W poznańskiej farze doszło do prowokacji. Lesbijki urządziły sobie w świątyni sesję zdjęciową. „To kolejna w ostatnim czasie prowokacja” - mówi w rozmowie z portalem wPolityce.pl ks. Mateusz Misiak, proboszcz Parafii Farnej
Środowiska homoseksualne twierdzą, że są uciśnioną mniejszością, która boryka się z dyskryminacją. Tymczasem prowokacja w poznańskiej bazylice to kolejny przykład, który potwierdza, że ten obraz nie ma nic wspólnego z rzeczywistością.
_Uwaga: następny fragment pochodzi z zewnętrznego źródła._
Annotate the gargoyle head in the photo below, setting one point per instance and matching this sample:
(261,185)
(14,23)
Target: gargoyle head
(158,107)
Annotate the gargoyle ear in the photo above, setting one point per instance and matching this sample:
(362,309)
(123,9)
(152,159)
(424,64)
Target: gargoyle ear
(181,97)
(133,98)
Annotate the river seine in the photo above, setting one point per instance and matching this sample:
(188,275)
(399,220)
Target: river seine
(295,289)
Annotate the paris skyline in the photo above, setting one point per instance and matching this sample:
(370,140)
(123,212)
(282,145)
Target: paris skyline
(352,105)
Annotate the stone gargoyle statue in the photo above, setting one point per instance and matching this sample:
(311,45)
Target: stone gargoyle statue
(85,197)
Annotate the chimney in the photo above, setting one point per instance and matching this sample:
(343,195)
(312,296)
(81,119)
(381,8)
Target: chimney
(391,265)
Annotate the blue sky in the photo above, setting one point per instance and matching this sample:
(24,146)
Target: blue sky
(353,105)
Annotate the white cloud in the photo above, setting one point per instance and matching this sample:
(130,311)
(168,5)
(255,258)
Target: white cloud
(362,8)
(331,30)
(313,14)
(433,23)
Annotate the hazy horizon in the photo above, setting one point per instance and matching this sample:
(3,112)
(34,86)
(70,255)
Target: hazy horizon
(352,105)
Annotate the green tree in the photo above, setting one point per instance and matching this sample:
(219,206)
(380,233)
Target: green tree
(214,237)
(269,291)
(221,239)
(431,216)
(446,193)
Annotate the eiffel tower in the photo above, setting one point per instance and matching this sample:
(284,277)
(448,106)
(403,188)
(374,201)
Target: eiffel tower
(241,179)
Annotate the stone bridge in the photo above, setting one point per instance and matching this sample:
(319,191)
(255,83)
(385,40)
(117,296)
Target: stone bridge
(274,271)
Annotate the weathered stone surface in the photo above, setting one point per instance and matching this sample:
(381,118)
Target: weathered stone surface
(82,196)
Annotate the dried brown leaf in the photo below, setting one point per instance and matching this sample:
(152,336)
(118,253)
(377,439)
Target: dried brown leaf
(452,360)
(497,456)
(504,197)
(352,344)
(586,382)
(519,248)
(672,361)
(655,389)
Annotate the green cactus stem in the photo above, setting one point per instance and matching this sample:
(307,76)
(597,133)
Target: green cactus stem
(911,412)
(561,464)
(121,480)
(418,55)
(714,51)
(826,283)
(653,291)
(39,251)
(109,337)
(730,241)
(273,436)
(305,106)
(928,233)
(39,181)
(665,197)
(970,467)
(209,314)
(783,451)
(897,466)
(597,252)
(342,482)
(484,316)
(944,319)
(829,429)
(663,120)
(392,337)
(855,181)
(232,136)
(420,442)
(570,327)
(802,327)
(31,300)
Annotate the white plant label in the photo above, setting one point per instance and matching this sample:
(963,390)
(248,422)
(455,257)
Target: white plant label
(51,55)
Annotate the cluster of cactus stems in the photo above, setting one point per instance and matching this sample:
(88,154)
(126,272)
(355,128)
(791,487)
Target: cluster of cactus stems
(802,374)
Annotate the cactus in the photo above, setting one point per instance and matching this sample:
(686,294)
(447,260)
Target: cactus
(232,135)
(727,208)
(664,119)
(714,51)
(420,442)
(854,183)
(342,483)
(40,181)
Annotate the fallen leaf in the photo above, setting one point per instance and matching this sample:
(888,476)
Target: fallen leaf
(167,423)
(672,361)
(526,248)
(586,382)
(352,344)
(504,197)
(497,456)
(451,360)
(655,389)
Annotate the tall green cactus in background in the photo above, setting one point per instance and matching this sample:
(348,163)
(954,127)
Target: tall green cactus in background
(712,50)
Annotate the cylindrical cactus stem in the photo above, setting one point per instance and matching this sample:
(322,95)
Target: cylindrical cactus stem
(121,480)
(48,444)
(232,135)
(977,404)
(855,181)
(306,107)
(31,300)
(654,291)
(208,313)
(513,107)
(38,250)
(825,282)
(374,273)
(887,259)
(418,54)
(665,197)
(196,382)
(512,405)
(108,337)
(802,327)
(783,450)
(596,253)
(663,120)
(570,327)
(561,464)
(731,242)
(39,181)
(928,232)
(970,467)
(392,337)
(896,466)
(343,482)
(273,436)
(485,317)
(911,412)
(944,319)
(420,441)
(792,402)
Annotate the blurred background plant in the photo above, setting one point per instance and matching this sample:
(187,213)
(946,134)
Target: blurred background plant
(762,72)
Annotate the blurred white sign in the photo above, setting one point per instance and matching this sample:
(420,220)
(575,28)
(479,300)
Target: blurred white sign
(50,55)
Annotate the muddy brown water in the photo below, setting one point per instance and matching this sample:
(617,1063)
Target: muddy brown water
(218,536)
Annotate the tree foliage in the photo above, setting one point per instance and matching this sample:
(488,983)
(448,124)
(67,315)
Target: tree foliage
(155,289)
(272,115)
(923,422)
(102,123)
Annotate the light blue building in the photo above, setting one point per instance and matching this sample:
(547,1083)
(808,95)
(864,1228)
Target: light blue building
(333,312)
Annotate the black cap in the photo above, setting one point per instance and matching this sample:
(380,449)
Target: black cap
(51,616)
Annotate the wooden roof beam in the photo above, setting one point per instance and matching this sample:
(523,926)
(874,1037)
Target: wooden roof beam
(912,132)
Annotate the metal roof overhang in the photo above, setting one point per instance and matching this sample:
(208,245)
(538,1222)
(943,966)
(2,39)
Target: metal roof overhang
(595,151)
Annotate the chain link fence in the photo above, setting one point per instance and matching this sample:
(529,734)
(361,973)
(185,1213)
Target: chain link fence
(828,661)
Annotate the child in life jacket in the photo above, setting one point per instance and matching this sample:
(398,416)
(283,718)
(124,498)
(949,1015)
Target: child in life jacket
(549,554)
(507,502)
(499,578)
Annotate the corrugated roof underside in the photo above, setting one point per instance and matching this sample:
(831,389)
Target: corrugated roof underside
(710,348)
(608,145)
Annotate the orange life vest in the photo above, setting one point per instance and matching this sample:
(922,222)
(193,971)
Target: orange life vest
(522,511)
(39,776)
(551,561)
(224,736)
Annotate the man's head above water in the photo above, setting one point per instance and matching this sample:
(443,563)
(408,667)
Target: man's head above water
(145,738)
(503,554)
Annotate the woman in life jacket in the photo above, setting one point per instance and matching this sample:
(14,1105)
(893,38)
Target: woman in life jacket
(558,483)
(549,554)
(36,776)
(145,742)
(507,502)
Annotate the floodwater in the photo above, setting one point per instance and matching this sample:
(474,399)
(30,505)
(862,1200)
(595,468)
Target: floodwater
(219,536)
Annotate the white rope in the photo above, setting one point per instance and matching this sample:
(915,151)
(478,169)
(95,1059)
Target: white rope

Poznańska fara zaliczana jest do najbardziej okazałych barokowych budowli sakralnych w Polsce, a zbudowana została w l. 1651-1701 (ostateczny kształt z ok. 1750 r.).To właśnie bazylika stała się tłem dla lesbijskiej sesji fotograficznej.
W najpiękniejszym kościele Poznania ktoś brzydko się bawi. PS Proszę o RT. pic.twitter.com/7EdzR5YzSG
— Piotr (@Piotr62726644) 19 czerwca 2019
- Kościół jest otwarty dla wszystkich. Wchodzą tu często turyści. Wchodzą też ludzie, którzy z wiarą nie mają pewnie zbyt wiele wspólnego. Nie zamykamy świątyni przed nikim. W kościele jest monitoring, zabezpieczamy świątynię. Z postawą i działaniami tych pań nie mamy nic wspólnego —wyjaśnia proboszcz parafii.